President Barack Obama said on Tuesday a just-passed bill to raise the U.S. debt ceiling and cut spending was a first step toward ensuring the United States lives within its means but that more was needed to rebuild the world's largest economy.
Speaking at the White House, Obama made clear he expects tax reform to emerge from deliberations by a new committee of Democrats and Republicans to be established by the legislation and that a "balanced approach" in which the wealthier pay more taxes is needed for more deficit reduction.
Obama, a Democrat, said uncertainty from the bitter debt debate had been an impediment to business but the economic recovery also suffered from unforeseen problems such as the Japan earthquake and tsunami.
Obama urged Congress to pass stalled trade bills and said he wants tax cuts for the middle class and unemployment benefits extended.
"Both parties share power in Washington.
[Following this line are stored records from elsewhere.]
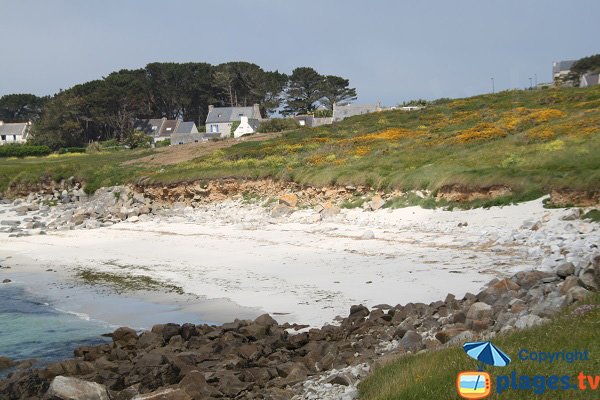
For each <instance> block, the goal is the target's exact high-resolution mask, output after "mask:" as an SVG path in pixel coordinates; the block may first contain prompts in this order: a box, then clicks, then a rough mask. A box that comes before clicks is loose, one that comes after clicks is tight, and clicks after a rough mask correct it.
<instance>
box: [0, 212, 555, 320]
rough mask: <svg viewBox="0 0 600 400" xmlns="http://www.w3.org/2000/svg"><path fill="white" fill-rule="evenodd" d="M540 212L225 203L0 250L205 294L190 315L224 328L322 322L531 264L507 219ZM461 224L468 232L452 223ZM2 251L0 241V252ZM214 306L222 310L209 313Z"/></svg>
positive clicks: (519, 269)
mask: <svg viewBox="0 0 600 400" xmlns="http://www.w3.org/2000/svg"><path fill="white" fill-rule="evenodd" d="M547 213H548V211H547V210H544V209H543V208H541V201H535V202H529V203H525V204H523V205H518V206H511V207H505V208H504V209H502V208H496V209H491V210H469V211H452V212H450V211H440V210H424V209H420V208H416V207H411V208H406V209H400V210H394V211H388V210H379V211H375V212H365V211H363V210H344V211H343V212H342V214H341V215H338V216H336V217H335V218H332V219H329V220H324V221H320V222H315V223H311V222H310V221H311V220H312V218H313V216H314V215H315V212H314V211H313V210H298V211H295V212H294V213H293V214H292V215H290V216H288V217H287V218H286V219H272V218H270V217H269V216H268V214H267V213H266V212H265V210H264V208H262V207H259V206H249V205H241V204H239V202H223V203H218V204H217V205H214V206H211V207H203V208H200V209H192V210H180V211H179V213H173V215H166V216H155V217H153V218H150V219H149V220H147V221H141V222H136V223H128V222H125V223H120V224H116V225H113V226H111V227H105V228H99V229H89V230H77V231H58V232H56V233H54V232H52V233H49V234H48V235H44V236H24V237H18V238H10V242H8V243H10V247H11V250H10V254H13V257H15V258H13V260H14V261H18V262H19V265H20V268H22V269H23V271H25V270H27V269H30V270H31V271H32V272H31V273H32V274H41V275H43V274H47V272H45V270H46V269H48V268H51V269H52V270H54V271H61V272H60V273H59V276H60V280H64V281H66V282H67V284H69V282H71V281H72V280H73V275H74V274H76V273H77V271H80V270H82V269H83V270H85V271H94V272H98V273H104V274H114V275H116V276H121V275H134V276H147V277H150V278H152V279H154V280H156V281H159V282H163V283H165V284H167V285H173V286H174V287H177V288H181V289H182V291H183V292H185V293H186V294H187V295H189V296H195V297H196V298H200V299H205V300H197V301H198V302H199V304H198V307H195V308H193V312H195V313H198V312H202V311H203V307H204V311H206V314H207V316H206V317H203V319H204V320H205V321H210V322H216V323H224V322H227V321H230V320H232V319H234V318H251V317H255V316H257V315H259V314H260V313H261V312H263V311H264V312H268V313H269V314H271V315H274V316H275V318H276V319H277V320H278V322H280V323H283V322H296V323H301V324H309V325H311V326H314V327H320V326H322V325H323V324H325V323H331V322H332V321H333V320H334V319H335V318H336V317H338V316H340V315H343V314H344V313H345V312H346V310H347V305H348V304H357V303H363V304H365V305H367V306H371V307H372V306H374V305H376V304H380V303H393V304H396V303H398V302H400V303H405V302H410V301H417V302H430V301H435V300H436V299H438V298H440V297H443V296H445V294H447V293H448V292H451V291H453V292H454V293H456V294H457V295H459V296H462V295H464V294H465V293H467V292H469V291H470V292H476V291H478V290H479V289H480V288H481V287H482V286H483V285H484V284H485V283H486V282H487V281H489V280H490V279H492V278H494V277H500V278H501V277H505V276H508V275H510V274H513V273H515V272H517V271H519V270H525V269H531V268H533V267H535V266H536V265H537V262H538V261H539V260H540V255H537V256H536V257H529V256H528V255H527V253H524V248H523V247H524V246H513V245H512V244H511V243H507V242H508V240H509V239H510V235H511V233H512V230H516V229H518V227H519V226H520V225H521V224H522V222H523V221H521V220H516V221H515V218H516V216H518V215H524V214H526V215H530V216H534V217H538V218H542V217H543V215H545V214H547ZM536 214H537V215H536ZM483 218H485V219H486V220H487V222H488V232H486V231H483V232H482V231H481V230H479V229H478V227H477V225H478V224H481V225H485V224H486V223H485V221H481V220H482V219H483ZM482 222H483V224H482ZM489 222H492V223H493V224H494V223H495V225H490V224H489ZM459 223H460V224H462V223H465V224H467V225H469V226H467V227H463V228H457V227H456V226H457V225H458V224H459ZM511 224H512V226H511ZM365 235H367V236H365ZM232 249H235V251H231V250H232ZM8 254H9V253H8V252H7V251H6V250H4V249H3V248H2V245H0V255H3V256H6V255H8ZM25 254H27V256H26V257H25V258H23V259H22V260H20V259H19V257H23V256H24V255H25ZM28 263H30V264H31V265H30V266H27V264H28ZM36 265H38V266H39V267H36ZM492 266H493V267H492ZM6 271H7V270H0V275H1V276H0V277H6V278H9V279H10V273H7V272H6ZM12 271H13V272H16V269H13V270H12ZM242 277H243V278H244V279H241V278H242ZM74 284H77V283H76V282H74ZM398 285H400V288H401V291H400V293H398V288H399V287H398ZM81 287H83V288H85V285H83V286H81ZM134 295H135V296H136V297H142V298H146V299H147V298H148V297H150V298H154V299H156V298H160V301H159V302H165V301H166V302H167V303H168V302H170V301H173V299H177V301H176V302H178V303H180V305H181V301H183V298H185V296H177V295H174V294H168V293H161V292H160V291H159V292H156V291H155V292H150V293H146V294H144V293H143V292H139V293H137V294H136V293H134ZM215 302H216V303H217V304H213V303H215ZM219 302H225V303H229V304H225V306H224V307H219V304H218V303H219ZM185 303H186V302H185V301H183V305H185ZM236 305H243V306H239V308H237V306H236ZM227 306H232V307H227ZM246 307H247V308H249V309H246ZM228 308H231V312H228V311H227V309H228ZM211 309H212V310H213V311H210V310H211ZM244 309H246V310H247V311H249V312H247V313H244V311H243V310H244ZM75 311H77V310H75ZM236 313H237V314H236ZM165 322H168V321H165ZM125 325H127V324H125ZM128 325H129V326H131V325H132V324H128Z"/></svg>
And both parties need to take responsibility for improving this economy," Obama said shortly after the Senate passed the debt bill and sent it to him for signing into law.
"I'll be discussing additional ideas in the weeks ahead to help companies hire, invest and expand."
Obama chided U.S. political leaders for taking so long to resolve the impasse over the debt ceiling, bringing the country close to an unprecedented default.
"We have seen in the past few days that Washington has the ability to focus when there is a timer ticking down and when there is a looming disaster," he said. "It shouldn't take the risk of default, the risk of economic catastrophe, to get folks in this town to work together and do their jobs."
Obama also urged the Senate to break an impasse that has resulted in a partial shutdown of federal aviation programs.
"There is another stalemate in Congress right now involving our aviation industry which has stalled airport construction projects all around the country and put the jobs of tens of thousands of construction workers and others at risk because of politics," he said.
"It's another Washington-inflicted wound on America and Congress needs to break that impasse now, hopefully before the Senate adjourns, so these folks can get back to work."